There could be a lot more riding on Sunday’s Super Bowl than you think.
If the results of the Super Bowl exert any influence on the markets – as proponents of the so-called Super Bowl Theory claim – then 2012 could prove to be truly tumultuous.
For the "uninitiated," the theory (invented/popularized by the late New York Times sportswriter Leonard Koppett) says that a win by a team from the old National Football League is a precursor to rising stock values for the year (at least as measured by the S&P 500), but if a team from the old American Football League (AFL) prevails, stocks will fall in the coming year.
This year we have a team from the old NFL (the NY Giants) taking on one from the old AFL (the New England Patriots, who once were the AFL’s Boston Patriots). So, if the Giants prevail, 2012 should be a good year for stocks – and if things go the Patriots’ way, well…
On the Other Hand…
Of course, as even loyal proponents will admit, this theory used to work a lot better than it has in recent years. The most obvious (and recent) proof of that was Super Bowl XLII, where these same two teams met – and the underdog New York Giants pulled off a remarkable victory – but the S&P 500 still shed…well, we don’t really need to relive that here (particularly for Patriots fans).
Last year’s contest brought together two classic NFL teams; the Pittsburgh Steelers (representing the American Football Conference) and the National Football Conference’s Green Bay Packers. Both those teams had some of the oldest, deepest, and yes, most “storied” NFL roots, with the Steelers formed in 1933 (as the Pittsburgh Pirates), and the Packers, founded in 1919. So, according to the Super Bowl Theory, 2011 should have been a good year for stocks (because, regardless of who won, an NFL team would prevail). But, as you may recall, while the Dow gained ground for the year, the S&P 500 was – well, flat.
On the other hand, 2010 turned out pretty well – a year when the New Orleans Saints bested the Indianapolis Colts, though it was, after all, also a Super Bowl featuring two teams with NFL roots. And it was also the case in 2009 when both Super Bowl teams - the Arizona Cardinals and the Pittsburgh Steelers – had NFL roots (the Arizona Cardinals by way of one time being the St. Louis Cardinals), AND in 2007 when the S&P 500 rose 3.53% as the Indianapolis Colts beat the Chicago Bears 29-17. That also turned out to be the case in 2006 when the Pittsburgh Steelers (yes, again) defeated the Seattle Seahawks in another battle of two legacy NFL clubs. That turned out to be a good year for equities, with the S&P 500 closing up more than 13%.
Except When It Doesn’t…
Of course, as even loyal proponents will admit, this theory used to work a lot better than it has in recent years. The most obvious (and recent) proof of that was the aforementioned Super Bowl XLII where the New York Giants pulled off a remarkable victory – but the S&P 500 still shed…well, we don’t really need to relive that again (particularly for Patriots fans).

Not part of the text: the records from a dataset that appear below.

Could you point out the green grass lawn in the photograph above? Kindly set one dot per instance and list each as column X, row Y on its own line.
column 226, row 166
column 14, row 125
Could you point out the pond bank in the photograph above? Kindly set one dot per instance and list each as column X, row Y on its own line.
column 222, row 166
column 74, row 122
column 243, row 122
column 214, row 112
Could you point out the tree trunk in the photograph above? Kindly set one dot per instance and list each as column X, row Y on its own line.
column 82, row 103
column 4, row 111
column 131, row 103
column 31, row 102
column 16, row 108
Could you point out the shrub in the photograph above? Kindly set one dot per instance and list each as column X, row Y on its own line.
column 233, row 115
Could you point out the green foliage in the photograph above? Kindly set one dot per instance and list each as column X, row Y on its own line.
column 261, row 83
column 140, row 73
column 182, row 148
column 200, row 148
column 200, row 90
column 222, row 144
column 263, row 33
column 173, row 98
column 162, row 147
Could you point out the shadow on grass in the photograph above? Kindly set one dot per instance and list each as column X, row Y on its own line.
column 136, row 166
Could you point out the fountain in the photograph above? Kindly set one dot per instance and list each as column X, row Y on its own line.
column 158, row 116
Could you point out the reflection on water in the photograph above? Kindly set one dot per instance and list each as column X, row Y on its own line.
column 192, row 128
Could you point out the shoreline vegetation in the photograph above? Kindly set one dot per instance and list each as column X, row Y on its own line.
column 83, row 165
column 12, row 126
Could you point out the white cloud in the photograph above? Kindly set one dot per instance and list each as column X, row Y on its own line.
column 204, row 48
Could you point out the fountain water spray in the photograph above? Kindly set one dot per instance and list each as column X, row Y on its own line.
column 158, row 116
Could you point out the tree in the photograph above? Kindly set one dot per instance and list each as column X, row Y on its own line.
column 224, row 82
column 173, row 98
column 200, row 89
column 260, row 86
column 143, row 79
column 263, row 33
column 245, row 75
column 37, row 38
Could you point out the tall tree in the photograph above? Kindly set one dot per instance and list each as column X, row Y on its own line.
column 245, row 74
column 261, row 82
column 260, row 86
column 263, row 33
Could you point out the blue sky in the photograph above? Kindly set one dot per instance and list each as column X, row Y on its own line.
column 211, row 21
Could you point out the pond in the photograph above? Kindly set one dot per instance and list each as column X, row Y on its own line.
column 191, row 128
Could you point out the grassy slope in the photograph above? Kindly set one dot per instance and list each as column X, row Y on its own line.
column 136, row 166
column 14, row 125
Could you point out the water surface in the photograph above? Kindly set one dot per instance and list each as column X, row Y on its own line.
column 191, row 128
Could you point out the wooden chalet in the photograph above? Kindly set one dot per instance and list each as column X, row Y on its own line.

Times were better for Patriots fans in 2005 when they bested the NFC’s Philadelphia Eagles 24-21. According to the Super Bowl Theory, the markets should have been down for the year. However, in 2005 the S&P 500 climbed 2.55%.
Of course, the 2002 win by those same New England Patriots accurately foretold the continuation of the bear market into a third year (at the time, the first accurate result in five years). But the Patriots 2004 Super Bowl win against the Carolina Panthers failed to anticipate a fall rally that helped push the S&P 500 to a near 9% gain that year, sacking the indicator for another loss.

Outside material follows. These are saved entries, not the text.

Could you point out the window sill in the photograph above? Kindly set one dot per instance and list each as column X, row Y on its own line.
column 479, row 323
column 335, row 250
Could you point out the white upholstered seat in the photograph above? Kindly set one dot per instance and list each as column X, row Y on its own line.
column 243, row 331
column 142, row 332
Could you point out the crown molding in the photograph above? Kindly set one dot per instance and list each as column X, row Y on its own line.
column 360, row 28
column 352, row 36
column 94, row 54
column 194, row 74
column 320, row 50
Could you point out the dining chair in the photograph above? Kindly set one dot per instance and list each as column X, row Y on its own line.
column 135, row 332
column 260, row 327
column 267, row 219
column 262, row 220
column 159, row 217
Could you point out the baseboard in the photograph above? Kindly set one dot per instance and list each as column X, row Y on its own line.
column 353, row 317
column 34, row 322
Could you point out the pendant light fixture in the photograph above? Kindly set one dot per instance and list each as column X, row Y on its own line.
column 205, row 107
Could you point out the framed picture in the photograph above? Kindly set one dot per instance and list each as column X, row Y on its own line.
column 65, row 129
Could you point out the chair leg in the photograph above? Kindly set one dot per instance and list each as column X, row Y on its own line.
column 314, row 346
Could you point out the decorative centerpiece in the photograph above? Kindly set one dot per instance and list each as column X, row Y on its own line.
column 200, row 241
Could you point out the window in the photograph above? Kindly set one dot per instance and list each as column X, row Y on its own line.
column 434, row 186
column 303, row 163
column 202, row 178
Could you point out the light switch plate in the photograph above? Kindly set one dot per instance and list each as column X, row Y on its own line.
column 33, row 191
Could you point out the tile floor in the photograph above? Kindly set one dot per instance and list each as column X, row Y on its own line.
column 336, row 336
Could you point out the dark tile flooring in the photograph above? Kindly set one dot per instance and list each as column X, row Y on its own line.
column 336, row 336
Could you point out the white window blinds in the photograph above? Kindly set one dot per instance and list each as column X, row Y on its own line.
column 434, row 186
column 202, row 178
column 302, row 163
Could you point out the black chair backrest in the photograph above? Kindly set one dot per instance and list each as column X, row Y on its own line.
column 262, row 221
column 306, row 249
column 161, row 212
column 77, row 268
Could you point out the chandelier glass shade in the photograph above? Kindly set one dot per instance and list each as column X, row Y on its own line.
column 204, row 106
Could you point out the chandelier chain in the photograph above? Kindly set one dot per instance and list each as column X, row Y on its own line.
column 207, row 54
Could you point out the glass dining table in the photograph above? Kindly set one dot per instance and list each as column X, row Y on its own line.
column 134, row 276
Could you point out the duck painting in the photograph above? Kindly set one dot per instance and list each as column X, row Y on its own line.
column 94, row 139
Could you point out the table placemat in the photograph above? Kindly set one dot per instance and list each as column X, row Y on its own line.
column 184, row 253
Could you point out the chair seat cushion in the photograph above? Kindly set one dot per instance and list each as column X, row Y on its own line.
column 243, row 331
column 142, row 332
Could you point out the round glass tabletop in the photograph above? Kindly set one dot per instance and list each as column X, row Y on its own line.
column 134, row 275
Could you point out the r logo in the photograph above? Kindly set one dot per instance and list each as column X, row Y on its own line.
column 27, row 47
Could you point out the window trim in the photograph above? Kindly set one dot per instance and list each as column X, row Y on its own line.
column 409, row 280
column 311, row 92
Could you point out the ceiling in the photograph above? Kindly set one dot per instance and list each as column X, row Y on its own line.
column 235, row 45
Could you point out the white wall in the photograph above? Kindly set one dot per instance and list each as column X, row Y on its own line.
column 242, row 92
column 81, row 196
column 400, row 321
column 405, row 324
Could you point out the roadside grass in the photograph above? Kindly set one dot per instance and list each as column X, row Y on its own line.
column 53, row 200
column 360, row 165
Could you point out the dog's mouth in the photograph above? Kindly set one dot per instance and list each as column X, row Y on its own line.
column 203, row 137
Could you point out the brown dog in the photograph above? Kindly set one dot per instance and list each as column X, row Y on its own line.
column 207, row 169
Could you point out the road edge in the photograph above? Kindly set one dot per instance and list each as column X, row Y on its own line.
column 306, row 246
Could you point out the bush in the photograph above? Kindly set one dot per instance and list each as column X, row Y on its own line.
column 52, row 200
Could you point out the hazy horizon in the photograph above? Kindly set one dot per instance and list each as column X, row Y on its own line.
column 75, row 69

Consider also that, despite victories by the old AFL Denver Broncos in 1998 and 1999, the S&P 500 continued its winning ways, while victories by the NFL legacy St. Louis (by way of Los Angeles) Rams (with the just-retired Arizona quarterback Kurt Warner calling plays) and the Baltimore (by way of NFL legacy Cleveland Browns) Ravens did nothing to dispel the bear markets of 2000 and 2001.
All in all, the Super Bowl Theory has been on the money more often than not – much more often than not, in fact - but in true sports fashion, has had some winning streaks and some rough patches. Consider that it “worked” 28 times between 1967 and 1997 – then went 0-4 between 1998 and 2001 – only to get back on track from 2002 on (purists still dispute how to interpret Tampa Bay’s victory in 2003, since the Buccaneers spent their first NFL season in the AFC before moving to the NFC).
As for Sunday – the oddsmakers are giving the nod to the Patriots – though not by much.
It looks like it could be a good game – and that, whether you are a proponent of the Super Bowl Theory or not – would be one in which whoever wins, we all will!
Nevin E. Adams, JD
Other exceptions included: 1970, when AFC Kansas City won, and the S&P index gained 0.1%; 1984, when AFC Los Angeles Raiders won, and the S&P rose 1.4%; 1990, when NFC San Francisco prevailed, and the S&P lost 6.56%; and 1994, when NFC Dallas triumphed, but the S&P index fell 1.53%.